Authors: Satish Kumar Gupta, C.R.S. Kumar
Abstract: The deployment of Large Language Models (LLMs) in sensitive, disconnected environments such as air-gapped military networks introduces challenges related to knowledge staleness, strict data isolation, security assurance, and adaptability. While Retrieval-Augmented Generation (RAG) improves factual grounding by integrating local knowledge sources, conventional RAG pipelines remain static and lack autonomous adaptability for complex intelligence tasks. Agentic RAG extends this paradigm through autonomous agents but typically assumes online connectivity and external feedback, rendering it unsuitable for classified, offline deployments.
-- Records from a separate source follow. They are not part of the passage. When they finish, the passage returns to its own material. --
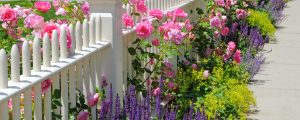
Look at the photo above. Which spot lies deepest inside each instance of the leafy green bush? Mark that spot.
(262, 21)
(224, 93)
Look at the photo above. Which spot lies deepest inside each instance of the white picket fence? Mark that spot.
(99, 47)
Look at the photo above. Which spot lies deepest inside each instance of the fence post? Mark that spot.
(115, 8)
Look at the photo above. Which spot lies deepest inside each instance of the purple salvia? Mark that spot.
(132, 102)
(185, 116)
(198, 115)
(244, 29)
(117, 108)
(191, 112)
(104, 109)
(158, 100)
(137, 113)
(110, 107)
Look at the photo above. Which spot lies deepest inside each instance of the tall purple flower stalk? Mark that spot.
(110, 107)
(256, 39)
(117, 108)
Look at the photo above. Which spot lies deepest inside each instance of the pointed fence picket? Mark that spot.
(69, 69)
(96, 50)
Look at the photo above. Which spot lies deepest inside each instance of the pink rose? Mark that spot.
(241, 14)
(225, 31)
(144, 29)
(46, 84)
(220, 2)
(83, 115)
(194, 66)
(215, 22)
(237, 56)
(134, 2)
(34, 21)
(205, 74)
(155, 42)
(168, 65)
(180, 13)
(231, 46)
(156, 13)
(61, 11)
(156, 91)
(42, 6)
(176, 36)
(170, 74)
(93, 99)
(127, 20)
(170, 85)
(141, 7)
(85, 8)
(8, 14)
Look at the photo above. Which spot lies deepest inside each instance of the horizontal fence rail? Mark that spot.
(96, 45)
(56, 62)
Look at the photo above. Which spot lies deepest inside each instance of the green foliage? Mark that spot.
(262, 21)
(224, 93)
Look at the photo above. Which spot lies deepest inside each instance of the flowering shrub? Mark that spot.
(23, 23)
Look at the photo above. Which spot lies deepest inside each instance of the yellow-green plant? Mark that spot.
(261, 20)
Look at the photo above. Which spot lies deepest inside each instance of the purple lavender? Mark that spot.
(256, 39)
(110, 107)
(118, 108)
(104, 109)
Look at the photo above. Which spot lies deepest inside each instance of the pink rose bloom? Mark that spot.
(225, 31)
(8, 14)
(141, 7)
(34, 21)
(46, 84)
(237, 56)
(42, 6)
(134, 2)
(144, 29)
(176, 36)
(20, 11)
(127, 20)
(155, 42)
(215, 22)
(220, 2)
(156, 91)
(85, 8)
(231, 46)
(93, 99)
(83, 115)
(205, 74)
(180, 13)
(170, 74)
(194, 66)
(168, 65)
(61, 11)
(9, 104)
(156, 13)
(241, 14)
(188, 25)
(56, 3)
(170, 85)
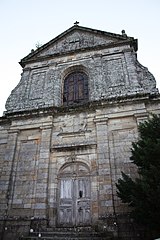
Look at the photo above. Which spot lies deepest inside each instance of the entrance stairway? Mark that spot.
(67, 234)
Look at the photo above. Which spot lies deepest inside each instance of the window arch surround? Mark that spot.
(75, 86)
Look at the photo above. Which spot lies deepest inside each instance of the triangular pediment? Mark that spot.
(75, 38)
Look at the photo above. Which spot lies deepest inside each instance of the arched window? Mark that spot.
(75, 88)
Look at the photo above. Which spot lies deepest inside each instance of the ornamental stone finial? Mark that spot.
(76, 23)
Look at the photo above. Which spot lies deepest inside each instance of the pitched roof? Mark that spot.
(119, 38)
Agentic Retrieval-Augmented Generation (Agentic RAG) transcends these limitations by embedding autonomous AI agents into the RAG pipeline. This paper proposes a novel conceptual framework, the Autonomous Agentic RAG Loop (AARL), which integrates multi-agent coordination, adaptive retrieval, and secure reasoning for offline intelligence systems. The AARL architecture introduces agents with specific cognitive roles (Retriever, Generator, Evaluator, and Orchestrator) operating within isolated computation modules called Distributed Cognitive Cells (DCCs). The framework features a self-correcting feedback loop driven by a Self-Adaptive Reinforcement Mechanism (SARM) that enables continuous improvement without external dependencies. This paper provides both theoretical analysis of the AARL's expected properties and a detailed feasibility assessment, demonstrating that its design offers a significant step toward building self-sufficient, secure, and trustworthy AI systems for defence and critical infrastructure applications.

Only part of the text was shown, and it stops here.